写真1.新マッカラン蒸溜所の外観。東側から見たところで、緩やかに波打っている建物の屋根は、蒸溜所周辺の風景を擬している。

一言で言えば、エーッ!というところである。スペイ川に向かって傾斜している丘の斜面を削って半地下に埋め込んだ蒸溜所は、“宇宙ステーション”とか“ボンド映画の悪役の隠れ家”と言われるほど、世界的な建築デザイン会社のロジャーズ・スターク・ハ-バー・パートナーズ社が担当したデザインは、スコッチ・モルト蒸溜所の伝統的概念を意図的に破壊しに行ったとさえ思われるが、設計者の思いは、来訪者に畏敬の念も込めた感動を持ってもらいたいという事であった。

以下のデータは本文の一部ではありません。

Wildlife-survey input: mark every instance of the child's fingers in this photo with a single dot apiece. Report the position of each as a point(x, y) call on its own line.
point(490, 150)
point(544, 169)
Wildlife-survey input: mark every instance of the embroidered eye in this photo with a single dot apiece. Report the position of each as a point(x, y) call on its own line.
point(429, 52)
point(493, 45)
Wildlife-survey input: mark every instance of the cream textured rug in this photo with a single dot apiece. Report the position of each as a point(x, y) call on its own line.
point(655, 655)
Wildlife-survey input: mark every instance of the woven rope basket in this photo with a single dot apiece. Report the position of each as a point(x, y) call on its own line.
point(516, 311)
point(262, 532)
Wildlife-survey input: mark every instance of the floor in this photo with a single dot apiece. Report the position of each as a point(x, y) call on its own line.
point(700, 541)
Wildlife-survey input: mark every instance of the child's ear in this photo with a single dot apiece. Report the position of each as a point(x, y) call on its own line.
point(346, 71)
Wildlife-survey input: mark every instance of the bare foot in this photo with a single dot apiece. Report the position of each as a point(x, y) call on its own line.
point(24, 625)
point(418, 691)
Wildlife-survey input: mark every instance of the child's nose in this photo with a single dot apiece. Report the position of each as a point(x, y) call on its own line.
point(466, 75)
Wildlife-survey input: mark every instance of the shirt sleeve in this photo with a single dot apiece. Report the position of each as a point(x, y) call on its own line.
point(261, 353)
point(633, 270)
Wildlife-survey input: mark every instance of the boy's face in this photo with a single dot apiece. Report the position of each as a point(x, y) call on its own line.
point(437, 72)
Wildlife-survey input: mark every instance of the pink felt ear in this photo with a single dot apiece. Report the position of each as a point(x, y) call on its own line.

基本的な構想が明らかにされたのは2012年、それから6年かけて蒸溜所は2018年に完成した。参考資料1に建設記録のビデオや完成後の所内の写真が多数掲載されているので、興味のある方はご覧ください。新マッカラン蒸溜所の建設コストは1億4千万ポンド(約200億円)、蒸溜能力は100%アルコール換算で15,000KLである。

マッカラン蒸溜所の歴史

マッカラン蒸溜所の歴史は1824年に、地方の農家であったアレキサンダー・リードが、現在マッカラン蒸溜所のある地所のうち8エーカー(約32,000m2)を、地主の第5代シーフィールド伯爵から借地して蒸溜所を建てた時に遡る。1824年は、ジョージ・スミスがその前年の1823年に成立した新酒税法(Excise Act 1823)の下で、第一号の免許を取得してグレンリベット蒸溜所を建てているので、マッカランのリードも同じ年にスタートしたことになる。多くのスコッチの蒸溜所と同じで、マッカラン蒸溜所もその196年の歴史の中で幾多の変遷を経て来た。蒸溜所は、19世紀中に数名の手を経ているが、1892年にマッカラン蒸溜所を購入して経営に当たったロデリック・ケンプ(Roderick Kemp)は近代のマッカランの祖と言われている。マッカランと言えばシェリー・ウッドでの熟成が有名だが、スパニッシュ・オークのシェリー・ウッドで熟成したスタイルを確立したのがケンプである。

ケンプは1909年に死去したが、マッカランはケンプ財団が引き継ぎ、1990年代まで経営に関与していた。1824年にMacallanを創立したリードは、大麦を栽培する農地と小さな蒸溜所をつくるために8エーカーを借地して始めたが、1961年にマッカランは370エーカー(約150万m2)のエステート全部を購入した。その中に現在マッカランのシンボルになっているイースター・エルキース・ハウス(Easter Elchies House)も含まれていた。マッカランが購入した時には、1700年に建てられたこの荘園領主の館は、時期は分からないが長年住む人もなく放置され荒廃した状態だったが、会社は1977年に修復し、レセプション・センターとした。マッカランのシングル・モルトの評価が高まり、国内外多くの関係者が訪れるようになったからである。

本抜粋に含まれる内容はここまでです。